Однако, очутившись у себя в номере отеля, я понял, какой тяжелый труд мне предстоит. Пораженный глубиной мысли и силою чувств «Манифеста», я не сообразил, что «Манифест» попросту немыслим без читающего его Иштоци, как сам Иштоци немыслим для меня теперь без исторического документа, в который он вложил свою душу. Передо мной, правда, были корректурные листы «Манифеста», которые я заранее взял у самого Иштоци и которые за свой счет в миллионах экземпляров намеревался издать берлинский книгопродавец Шульце. Но вот уж когда можно было вспомнить итальянскую пословицу «Traduttore – traditore» (переводчик – изменник). В переводе «Манифест» написан таким варварским слогом, что сам автор и его немецкие и венгерские друзья исправляли этот слог, приведя в отчаяние немецких стилистов. Мне оставалось лишь одно: выбрать из различных корректур, а также из того, что я успел записать вслед за Иштоци. Конечно, я понимал, что не в состоянии передать этого пламенного чувства человека, целая жизнь которого привела его к антисемитским убеждениям, изложенным в этом охлаждаемом и ослабляемом всякой передачей документе. Поэтому, невзирая на то что Иштоци был утомлен своим чтением, я осмелился обратиться к нему, благо он жил в том же отеле, что и я. Вернее, я специально остановился в отеле Stadt Berlin, хоть он несколько дороговат, узнав, что там же остановился и Иштоци.

Иштоци принял меня радушно, хоть и был действительно утомлен, даже опечален, как я узнал позднее, не без веской причины. Этот всемирный человек, этот страшнейший из врагов, каких имеют евреи, в домашней обстановке производил впечатление кроткое, даже какое-то провинциальное. Трудно было поверить, что еще несколько часов назад его слова воспламеняли и объединяли несколько сотен людей. Действительно, это был сейчас средневековый рыцарь на отдыхе, снявший латы и надевший домашние туфли и стеганый халат.

– Виктор, – сказал я ему, – я понимаю, что ваш «Манифест» есть продукт чисто венгерской мысли и жизни, но значение его общеевропейское, а может, и общечеловеческое. К счастью, мы, славяне, не только ближе, чем немцы, чувствуем мадьярское национальное сознание – язык наш, образ мыслей более способен выразить дух мадьяр, нежели немецкий язык. Поэтому я не буду бороться с немецкой конструкцией, не стану ее распутывать, а хочу передать главным образом то, что записал с ваших слов.

– Да, – сказал Иштоци, – немцы уже раз десять изнасиловали мой Манифест. О, эти немецкие стилисты. Они все время хотят втиснуть мой бедный Манифест в грубые формы немецкой грамматической конструкции… Только, я надеюсь, вы не передадите этот наш разговор доктору Генрици… Это замечательный человек, но он пруссак, берлинец, и этим все сказано. Мне кажется, пруссаки вместе со своим умом и порядком вносят в антисемитизм слишком много мещанства… Впрочем, дело сейчас совсем в другом, – с печалью в голосе сказал Иштоци и протянул мне газету.

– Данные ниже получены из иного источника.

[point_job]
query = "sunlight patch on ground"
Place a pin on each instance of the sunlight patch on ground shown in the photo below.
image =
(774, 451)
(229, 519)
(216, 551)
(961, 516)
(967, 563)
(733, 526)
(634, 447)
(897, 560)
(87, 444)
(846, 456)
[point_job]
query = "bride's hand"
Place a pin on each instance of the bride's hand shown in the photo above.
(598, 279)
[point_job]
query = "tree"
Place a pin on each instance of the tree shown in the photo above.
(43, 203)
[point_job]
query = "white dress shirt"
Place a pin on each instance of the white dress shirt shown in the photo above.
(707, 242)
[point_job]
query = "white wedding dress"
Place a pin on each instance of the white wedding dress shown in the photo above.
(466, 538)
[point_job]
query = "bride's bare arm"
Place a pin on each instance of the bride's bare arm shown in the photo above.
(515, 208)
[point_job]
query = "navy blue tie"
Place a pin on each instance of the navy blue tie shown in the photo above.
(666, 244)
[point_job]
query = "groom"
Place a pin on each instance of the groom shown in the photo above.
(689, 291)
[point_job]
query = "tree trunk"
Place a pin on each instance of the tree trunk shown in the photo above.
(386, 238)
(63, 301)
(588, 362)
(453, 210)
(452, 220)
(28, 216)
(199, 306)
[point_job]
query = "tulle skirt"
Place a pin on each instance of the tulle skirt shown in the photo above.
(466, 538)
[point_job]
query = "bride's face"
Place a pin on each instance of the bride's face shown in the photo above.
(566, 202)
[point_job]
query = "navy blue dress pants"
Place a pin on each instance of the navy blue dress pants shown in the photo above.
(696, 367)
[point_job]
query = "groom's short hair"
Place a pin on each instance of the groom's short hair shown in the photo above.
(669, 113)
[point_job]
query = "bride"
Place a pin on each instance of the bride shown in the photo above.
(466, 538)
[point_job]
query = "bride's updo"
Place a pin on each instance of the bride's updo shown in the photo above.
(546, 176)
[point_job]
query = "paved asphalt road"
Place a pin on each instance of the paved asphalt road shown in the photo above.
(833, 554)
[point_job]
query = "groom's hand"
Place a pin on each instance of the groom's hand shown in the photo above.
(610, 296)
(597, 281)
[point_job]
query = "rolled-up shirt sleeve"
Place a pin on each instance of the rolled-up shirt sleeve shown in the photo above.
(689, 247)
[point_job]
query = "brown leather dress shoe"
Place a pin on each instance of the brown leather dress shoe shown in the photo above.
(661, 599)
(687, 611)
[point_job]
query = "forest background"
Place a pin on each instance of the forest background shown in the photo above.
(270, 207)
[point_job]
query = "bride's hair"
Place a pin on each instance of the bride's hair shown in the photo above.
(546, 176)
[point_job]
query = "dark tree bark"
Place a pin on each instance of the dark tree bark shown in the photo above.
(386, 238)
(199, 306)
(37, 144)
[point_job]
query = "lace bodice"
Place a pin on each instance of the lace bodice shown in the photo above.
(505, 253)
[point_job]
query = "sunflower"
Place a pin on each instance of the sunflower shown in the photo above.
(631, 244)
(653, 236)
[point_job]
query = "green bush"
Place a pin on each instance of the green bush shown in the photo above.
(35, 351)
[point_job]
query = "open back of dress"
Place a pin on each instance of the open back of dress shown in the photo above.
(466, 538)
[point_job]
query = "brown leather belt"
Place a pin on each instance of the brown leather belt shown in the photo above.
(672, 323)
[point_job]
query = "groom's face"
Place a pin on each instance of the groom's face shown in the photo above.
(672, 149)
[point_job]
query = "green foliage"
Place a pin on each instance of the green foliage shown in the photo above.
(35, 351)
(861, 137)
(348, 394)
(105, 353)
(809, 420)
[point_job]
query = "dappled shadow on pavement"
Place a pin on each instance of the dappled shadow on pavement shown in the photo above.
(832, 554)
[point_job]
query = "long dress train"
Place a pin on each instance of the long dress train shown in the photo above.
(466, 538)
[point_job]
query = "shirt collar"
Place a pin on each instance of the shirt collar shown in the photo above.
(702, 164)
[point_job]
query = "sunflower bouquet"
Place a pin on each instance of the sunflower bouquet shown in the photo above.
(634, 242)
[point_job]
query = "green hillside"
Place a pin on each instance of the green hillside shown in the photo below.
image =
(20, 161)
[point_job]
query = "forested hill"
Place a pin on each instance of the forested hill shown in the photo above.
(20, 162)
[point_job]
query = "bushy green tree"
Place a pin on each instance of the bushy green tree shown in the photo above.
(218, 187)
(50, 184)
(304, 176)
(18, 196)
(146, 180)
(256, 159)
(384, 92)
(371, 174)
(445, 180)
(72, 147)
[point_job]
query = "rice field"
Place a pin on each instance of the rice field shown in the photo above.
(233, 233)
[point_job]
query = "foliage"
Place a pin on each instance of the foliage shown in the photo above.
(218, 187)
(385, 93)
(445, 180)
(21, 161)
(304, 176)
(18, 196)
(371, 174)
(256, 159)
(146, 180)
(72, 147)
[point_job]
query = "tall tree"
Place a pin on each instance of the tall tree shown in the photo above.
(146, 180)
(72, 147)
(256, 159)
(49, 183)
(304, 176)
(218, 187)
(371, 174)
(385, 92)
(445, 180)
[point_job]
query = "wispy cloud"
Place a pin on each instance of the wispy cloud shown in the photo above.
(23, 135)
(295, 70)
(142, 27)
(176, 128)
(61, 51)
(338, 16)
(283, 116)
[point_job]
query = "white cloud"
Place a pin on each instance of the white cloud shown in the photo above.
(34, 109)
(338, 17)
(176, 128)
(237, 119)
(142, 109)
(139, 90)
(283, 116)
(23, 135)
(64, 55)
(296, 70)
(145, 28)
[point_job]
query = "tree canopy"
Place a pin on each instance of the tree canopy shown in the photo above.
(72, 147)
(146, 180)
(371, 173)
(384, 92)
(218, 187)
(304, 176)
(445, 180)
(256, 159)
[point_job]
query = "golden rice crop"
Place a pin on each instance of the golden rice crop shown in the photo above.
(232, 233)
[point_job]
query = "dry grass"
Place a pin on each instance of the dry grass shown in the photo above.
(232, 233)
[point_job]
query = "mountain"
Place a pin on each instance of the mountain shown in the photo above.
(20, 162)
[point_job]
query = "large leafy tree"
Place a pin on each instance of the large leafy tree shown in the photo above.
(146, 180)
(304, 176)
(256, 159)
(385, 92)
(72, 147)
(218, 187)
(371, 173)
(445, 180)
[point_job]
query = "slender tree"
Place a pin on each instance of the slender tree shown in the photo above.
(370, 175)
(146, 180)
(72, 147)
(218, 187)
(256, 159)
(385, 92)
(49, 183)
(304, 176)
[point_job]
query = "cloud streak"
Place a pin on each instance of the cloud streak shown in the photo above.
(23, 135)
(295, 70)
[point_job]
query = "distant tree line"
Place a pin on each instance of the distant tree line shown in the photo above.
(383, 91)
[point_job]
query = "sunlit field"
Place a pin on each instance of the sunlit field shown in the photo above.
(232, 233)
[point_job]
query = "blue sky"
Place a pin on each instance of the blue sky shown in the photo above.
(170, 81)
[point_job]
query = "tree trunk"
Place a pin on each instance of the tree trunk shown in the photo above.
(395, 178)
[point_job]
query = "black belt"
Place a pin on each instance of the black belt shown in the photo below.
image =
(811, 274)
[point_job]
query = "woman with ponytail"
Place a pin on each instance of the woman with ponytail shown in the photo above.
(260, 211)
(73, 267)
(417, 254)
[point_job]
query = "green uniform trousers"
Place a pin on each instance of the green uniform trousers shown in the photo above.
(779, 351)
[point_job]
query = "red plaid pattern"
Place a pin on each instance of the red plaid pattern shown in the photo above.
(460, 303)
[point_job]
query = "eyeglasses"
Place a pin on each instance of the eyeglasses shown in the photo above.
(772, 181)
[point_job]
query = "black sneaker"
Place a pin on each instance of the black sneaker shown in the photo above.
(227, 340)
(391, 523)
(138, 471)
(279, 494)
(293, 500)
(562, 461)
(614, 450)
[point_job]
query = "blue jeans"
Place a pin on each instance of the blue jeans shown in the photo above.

Это была местная газета Dresden Nachrichten.

– Они опять стреляют в народ, – тихо и гневно сказал Иштоци.

– Кто? – растерянно спросил я.

– Жандармы Франца-Иосифа стреляют в венгерский народ, поднявшийся на защиту против еврейского насилия… Читайте… Это, правда, написано оевреившимся правительственным агентом, но тем не менее вы поймете, о чем речь и что происходит.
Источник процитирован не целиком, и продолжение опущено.